Whether preparing for a corporate presentation or seeing a patient, being prepared is key, Dr. Saxon says. She says it helps to think about a situation before you enter it, such as what could go right or wrong, how to debate and defend your ideas or how to help others that need it.

LEARN TO IMPROVISE

She references a quote by boxer Mike Tyson: “everyone’s got a plan until you get hit in the mouth.”

“In the military, you can plan, but life happens around you,” she says. She says it’s the same way in the industry; you can have a day perfectly scheduled, and the moment an eye emergency patient walks in, you’ve got to improvise. “Make changes on the fly, and you can be successful,” Dr. Saxon says. “Things will always get in your way—bumps and barriers—but improvise and make it work.”

RESULTS MATTER

Most of her time in the Navy was at Bethesda Naval Hospital in Bethesda, Maryland. She says she treated countless medivac patients from Germany, the Navy or the Marine Corps, and that she saw things that she only “read about.” “Experiencing things inside and outside of the surgical suite, and pre- and post-op, was fascinating,” she says.

However, it wasn’t just about seeing uncommon eye disease or injury—she found herself having to be the one to treat them.
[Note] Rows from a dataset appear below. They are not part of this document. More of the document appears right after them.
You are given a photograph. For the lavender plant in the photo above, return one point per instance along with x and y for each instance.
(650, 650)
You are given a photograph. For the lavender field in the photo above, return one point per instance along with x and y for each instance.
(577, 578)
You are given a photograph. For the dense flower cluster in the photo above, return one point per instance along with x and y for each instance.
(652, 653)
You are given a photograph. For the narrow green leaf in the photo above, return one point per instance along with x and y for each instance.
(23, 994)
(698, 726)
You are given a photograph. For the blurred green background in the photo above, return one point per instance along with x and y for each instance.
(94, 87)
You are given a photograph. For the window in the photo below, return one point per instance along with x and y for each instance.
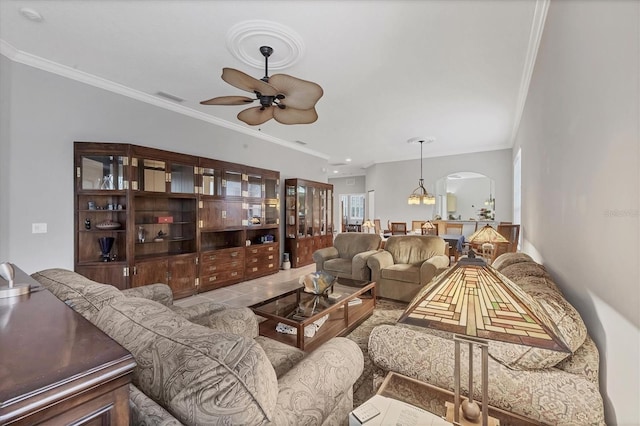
(517, 192)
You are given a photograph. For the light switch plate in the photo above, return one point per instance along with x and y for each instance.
(38, 228)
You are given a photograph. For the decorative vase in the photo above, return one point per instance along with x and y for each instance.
(106, 243)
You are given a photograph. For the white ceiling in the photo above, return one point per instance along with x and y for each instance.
(452, 70)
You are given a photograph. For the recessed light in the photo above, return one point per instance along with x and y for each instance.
(31, 14)
(418, 139)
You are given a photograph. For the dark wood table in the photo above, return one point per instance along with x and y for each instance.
(286, 308)
(56, 367)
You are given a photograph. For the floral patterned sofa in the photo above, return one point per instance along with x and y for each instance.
(206, 365)
(548, 387)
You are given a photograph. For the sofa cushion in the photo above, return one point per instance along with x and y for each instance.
(338, 266)
(409, 273)
(83, 295)
(568, 323)
(414, 249)
(349, 244)
(507, 259)
(199, 375)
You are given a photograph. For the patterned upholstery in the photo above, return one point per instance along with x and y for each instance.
(566, 392)
(192, 374)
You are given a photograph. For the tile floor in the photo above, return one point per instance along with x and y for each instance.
(250, 292)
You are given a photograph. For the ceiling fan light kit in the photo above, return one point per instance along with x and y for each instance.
(287, 99)
(420, 195)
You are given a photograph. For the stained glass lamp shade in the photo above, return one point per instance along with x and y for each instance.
(486, 234)
(477, 303)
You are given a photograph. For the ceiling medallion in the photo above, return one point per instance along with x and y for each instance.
(244, 38)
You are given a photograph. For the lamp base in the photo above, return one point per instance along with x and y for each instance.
(492, 421)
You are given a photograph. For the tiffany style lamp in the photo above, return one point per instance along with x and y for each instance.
(478, 304)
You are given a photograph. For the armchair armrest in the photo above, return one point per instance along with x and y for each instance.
(309, 392)
(159, 292)
(222, 318)
(322, 255)
(359, 268)
(377, 262)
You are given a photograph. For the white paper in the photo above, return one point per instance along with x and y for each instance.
(398, 413)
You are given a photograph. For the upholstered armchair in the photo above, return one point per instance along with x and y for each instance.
(407, 263)
(348, 256)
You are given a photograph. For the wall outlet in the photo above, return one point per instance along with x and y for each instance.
(38, 228)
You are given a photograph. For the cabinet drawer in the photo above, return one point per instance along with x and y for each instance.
(261, 249)
(260, 269)
(224, 256)
(221, 277)
(213, 267)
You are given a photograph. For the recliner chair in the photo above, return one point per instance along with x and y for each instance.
(348, 256)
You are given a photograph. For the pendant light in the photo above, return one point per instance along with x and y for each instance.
(420, 195)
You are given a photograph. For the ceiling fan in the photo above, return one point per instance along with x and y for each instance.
(288, 100)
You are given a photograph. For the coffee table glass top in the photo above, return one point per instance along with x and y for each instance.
(299, 306)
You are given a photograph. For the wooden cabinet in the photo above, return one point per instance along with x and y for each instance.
(262, 260)
(221, 267)
(57, 368)
(309, 219)
(160, 211)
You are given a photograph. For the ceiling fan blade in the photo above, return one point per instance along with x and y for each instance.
(295, 116)
(245, 82)
(256, 115)
(299, 94)
(228, 100)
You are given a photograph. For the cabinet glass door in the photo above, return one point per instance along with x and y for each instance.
(302, 211)
(329, 211)
(182, 179)
(211, 181)
(290, 212)
(103, 172)
(152, 175)
(323, 212)
(232, 183)
(254, 186)
(316, 211)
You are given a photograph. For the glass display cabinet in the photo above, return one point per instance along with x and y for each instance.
(308, 218)
(102, 212)
(146, 215)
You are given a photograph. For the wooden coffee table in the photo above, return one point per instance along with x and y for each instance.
(294, 308)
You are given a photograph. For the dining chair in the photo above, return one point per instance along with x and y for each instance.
(487, 252)
(376, 226)
(416, 226)
(398, 228)
(453, 228)
(512, 233)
She says she graduated on a Sunday, and on Monday morning had a team of over 45 people waiting on her command for patient care. It was then that she learned the main goal of the first three lessons she had learned: being a prepared team player who knew how to improvise only counted if you could treat your patient and get the job done.
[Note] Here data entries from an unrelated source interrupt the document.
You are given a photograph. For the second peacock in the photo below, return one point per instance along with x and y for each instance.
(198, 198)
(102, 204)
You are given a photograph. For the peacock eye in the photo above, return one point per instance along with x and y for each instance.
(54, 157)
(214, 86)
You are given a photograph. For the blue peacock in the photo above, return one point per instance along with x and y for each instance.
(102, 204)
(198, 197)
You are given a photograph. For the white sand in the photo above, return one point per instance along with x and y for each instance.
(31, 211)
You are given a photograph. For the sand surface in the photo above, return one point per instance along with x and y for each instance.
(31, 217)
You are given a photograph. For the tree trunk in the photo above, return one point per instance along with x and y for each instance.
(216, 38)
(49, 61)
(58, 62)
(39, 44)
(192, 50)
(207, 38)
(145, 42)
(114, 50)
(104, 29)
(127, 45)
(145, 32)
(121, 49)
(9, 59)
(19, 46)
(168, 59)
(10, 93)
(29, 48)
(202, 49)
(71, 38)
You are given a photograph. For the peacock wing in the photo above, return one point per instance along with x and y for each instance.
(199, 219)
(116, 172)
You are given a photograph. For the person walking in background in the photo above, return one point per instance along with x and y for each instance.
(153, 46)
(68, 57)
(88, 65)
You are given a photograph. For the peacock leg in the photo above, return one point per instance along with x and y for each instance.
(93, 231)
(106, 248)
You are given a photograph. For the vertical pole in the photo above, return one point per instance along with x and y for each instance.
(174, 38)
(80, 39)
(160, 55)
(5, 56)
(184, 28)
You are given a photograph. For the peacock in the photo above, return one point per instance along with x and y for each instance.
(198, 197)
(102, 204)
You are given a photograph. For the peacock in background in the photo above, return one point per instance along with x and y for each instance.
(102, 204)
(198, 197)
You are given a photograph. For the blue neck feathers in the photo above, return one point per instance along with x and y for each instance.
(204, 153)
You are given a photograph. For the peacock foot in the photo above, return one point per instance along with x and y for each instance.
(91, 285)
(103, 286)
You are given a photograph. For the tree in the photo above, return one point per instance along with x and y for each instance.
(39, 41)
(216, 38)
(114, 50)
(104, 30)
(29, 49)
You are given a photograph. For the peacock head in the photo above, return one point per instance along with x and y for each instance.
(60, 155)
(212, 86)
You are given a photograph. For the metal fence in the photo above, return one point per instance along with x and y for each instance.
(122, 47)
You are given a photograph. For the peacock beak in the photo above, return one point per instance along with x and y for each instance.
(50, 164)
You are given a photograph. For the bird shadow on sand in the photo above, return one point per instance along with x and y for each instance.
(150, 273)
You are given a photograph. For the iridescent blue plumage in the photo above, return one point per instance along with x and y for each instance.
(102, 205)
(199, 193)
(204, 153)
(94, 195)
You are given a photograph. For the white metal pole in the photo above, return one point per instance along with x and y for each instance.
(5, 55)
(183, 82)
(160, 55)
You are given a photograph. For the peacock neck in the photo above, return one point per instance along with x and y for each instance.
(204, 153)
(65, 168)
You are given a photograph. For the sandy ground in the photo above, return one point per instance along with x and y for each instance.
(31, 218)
CONTINUING TO SERVE AND INSPIRE AT BAUSCH + LOMB

Dr. Saxon says her main decision to retire from the military was due to an opportunity to move back home to New Jersey. But at Bausch + Lomb, she doesn’t have to choose between business and giving back.

“Instead of being one-on-one with patients every day, I now have the opportunity to help thousands of optometrists help their patients and our country,” Dr. Saxon says. She continues to push herself to be a lifelong learner and consistently make a difference, and her skills learned from the military still apply every day.

She also hopes to inspire the next generation of ODs to make connections and learn about the variety of options they have in today’s quickly changing world of optometry. She says the next generation of ODs—just like the next generation of the Armed Forces—will “continue what we’ve started or what we have continued from those before us.”

“It’s our responsibility to prepare them. The next ODs will be more equipped than we ever were,” Dr. Saxon says, discussing improvements in technology and medical knowledge. She saw this concept in the military as new recruits followed in her footsteps, and the idea carries on in her life as an OD. “You can’t ever be completely prepared, but you can be ready for barriers and be agile. Move around them.”

“Optometry has changed, but everything does,” Dr. Saxon says. “The pathway for future optometry may evolve, but I’m confident we’re in great hands.”

SAYING YES

Dr. Saxon never saw herself as an OD in the Armed Force—or as someone in corporate optometry– but says “saying yes” exposed her to a whole new world.

“Somebody once said to me, ‘just say yes and you’ll figure the rest out later,’” Dr. Saxon says. “It’s bold, but it’s how I now live. I said yes to the military, yes to private practice and yes to Bausch + Lomb. Find your own journey and learn from everything you can.” She says there are common misconceptions about roles associated with the military, but she learned first-hand all that goes into treating the Armed Forces and their families during her time as a military OD.

She recommends that everyone in the optometric industry take advantage of the fast-growing network of optometrists and industry professionals. “Talk, listen and learn from those before you,” she says. “You can open doors you didn’t even know where there as a way to advance your awareness and professional career.”

“Eye care is never routine,” she says. “Even at Bausch + Lomb I can push the limits of both what I know and don’t know. The challenges are the same. It’s all about the opportunity to do more.”

WO thanks all ODs who served and serve as a member of the Armed Forces for their service.